Newcomer advocates like board member Matt Alexander say moving newcomers into general-ed schools, even with special resources, is an abdication of duty. “Our newcomer students are no longer getting access to the education that’s specialized for them, that they’re actually legally entitled to,” says Alexander, whose day job is with an immigrant rights group.

But the district is also legally obligated to expand TK. In TK classes, the state requires at least one adult for every 10 students, with a maximum size of 24 students. This means SFUSD needs at least four new classrooms, or more if they can’t hire multiple teachers for each.
The classrooms also have to meet specifications like self-contained restrooms, easy access to the play yard, and appropriate facilities for four-year-olds — that is, pint-sized sinks and toilets.

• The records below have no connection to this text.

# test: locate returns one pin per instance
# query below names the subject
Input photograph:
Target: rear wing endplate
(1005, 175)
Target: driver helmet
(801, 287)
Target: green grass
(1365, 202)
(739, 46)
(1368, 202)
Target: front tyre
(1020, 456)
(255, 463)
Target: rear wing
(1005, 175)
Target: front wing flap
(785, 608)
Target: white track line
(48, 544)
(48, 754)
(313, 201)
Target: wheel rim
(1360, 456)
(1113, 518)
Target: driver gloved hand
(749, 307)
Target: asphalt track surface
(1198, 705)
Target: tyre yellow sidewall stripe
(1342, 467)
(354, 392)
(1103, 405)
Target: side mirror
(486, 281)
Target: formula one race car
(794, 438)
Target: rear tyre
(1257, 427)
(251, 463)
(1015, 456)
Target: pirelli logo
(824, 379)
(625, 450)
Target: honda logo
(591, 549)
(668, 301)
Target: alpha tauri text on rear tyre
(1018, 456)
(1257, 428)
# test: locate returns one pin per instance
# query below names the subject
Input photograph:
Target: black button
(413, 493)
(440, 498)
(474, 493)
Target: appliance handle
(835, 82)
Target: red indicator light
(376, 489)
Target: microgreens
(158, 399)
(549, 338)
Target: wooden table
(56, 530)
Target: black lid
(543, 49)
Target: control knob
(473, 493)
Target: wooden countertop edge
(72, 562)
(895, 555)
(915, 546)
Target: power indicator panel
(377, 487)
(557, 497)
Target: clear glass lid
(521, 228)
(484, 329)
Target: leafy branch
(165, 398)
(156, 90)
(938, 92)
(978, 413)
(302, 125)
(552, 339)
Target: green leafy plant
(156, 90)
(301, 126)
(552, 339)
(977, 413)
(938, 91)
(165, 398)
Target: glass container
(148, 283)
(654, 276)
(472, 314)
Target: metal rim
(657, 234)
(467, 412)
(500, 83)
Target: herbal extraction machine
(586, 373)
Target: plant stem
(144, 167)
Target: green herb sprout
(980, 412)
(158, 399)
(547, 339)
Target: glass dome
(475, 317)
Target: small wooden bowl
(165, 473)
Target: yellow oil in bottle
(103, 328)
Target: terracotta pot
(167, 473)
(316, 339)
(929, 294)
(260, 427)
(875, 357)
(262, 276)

MEC has all this (the district says it can fit five more pre-K and TK classes there), but other elementary schools don’t. That’s one reason for a broader shuffle the next few years as SFUSD renovates several campuses. For example, the Jefferson site in the Sunset District will be “closed for the length of the project,” according to a document posted in advance of tonight’s meeting.
More expansions
Immigrant students are still coming to SFUSD. District data provided by Alexander shows a spike in the 2024-25 school year. (SFUSD officials have not responded to requests for the data.) But fewer students have enrolled at MEC and other SFUSD’s other newcomer programs, like SF International High School.
District officials say the families are opting for other schools. Critics say the enrollment office has intentionally steered them away. “That data show that clearly something has changed,” Alexander told The Frisc.
In February, Mission Local reported internal SFUSD communications mandating restrictions or “onerous extra steps” for enrollment in several schools, including at least one newcomer school.
The district says the MEC move doesn’t count as a closure because it’s moving more students into the building.

Other newcomer programs have staved off cuts for the moment. SF International had to dip into its own funding to keep teachers that SFUSD would no longer pay for. So did Visitacion Valley Middle School, a general-ed school that has a large immigrant program.
The advocacy group Faith in Action, where Alexander works, wants the district to adopt an informed choice rule for newcomer families to make sure they know about dedicated programs when they enroll.
The policy would require all new SFUSD students to complete a language survey to help the district identify who qualifies for newcomer programs, even if they don’t identify as new immigrants. For these students, newcomer programs would be the default option unless their parents opt out and acknowledge they understand what they’re turning down.
“I don’t think there was a deliberate policy change [at the enrollment office],” says Alexander. “But it seems like the system isn’t working for newcomer students. My understanding of what they’re proposing in the policy would go a long way to fix it.”
(The district is contemplating a similar policy for its 8th grade algebra rollout, which offers students different curriculum choices.)
With the board’s stacked agenda for the next month, however, the informed choice policy for newcomers likely won’t see a vote until the fall.
Meanwhile, two other expansions are coming. One is a new special education program at the Edwin and Anita Lee building, slated for discussion on May 26. The building used to host the district’s Chinese-focused newcomer program, which now shares space with Gordon J. Lau Elementary.
The other is SFUSD’s first Mandarin immersion elementary school, which officials promised after shooting down a parent-led effort for a charter school. It’s not clear where the school will end up located.
At a recent town hall, SFUSD head of communications and governance Hong Mei Pang told the audience that “right now, there’s no empty building that would work without some kind of impact to a school community.”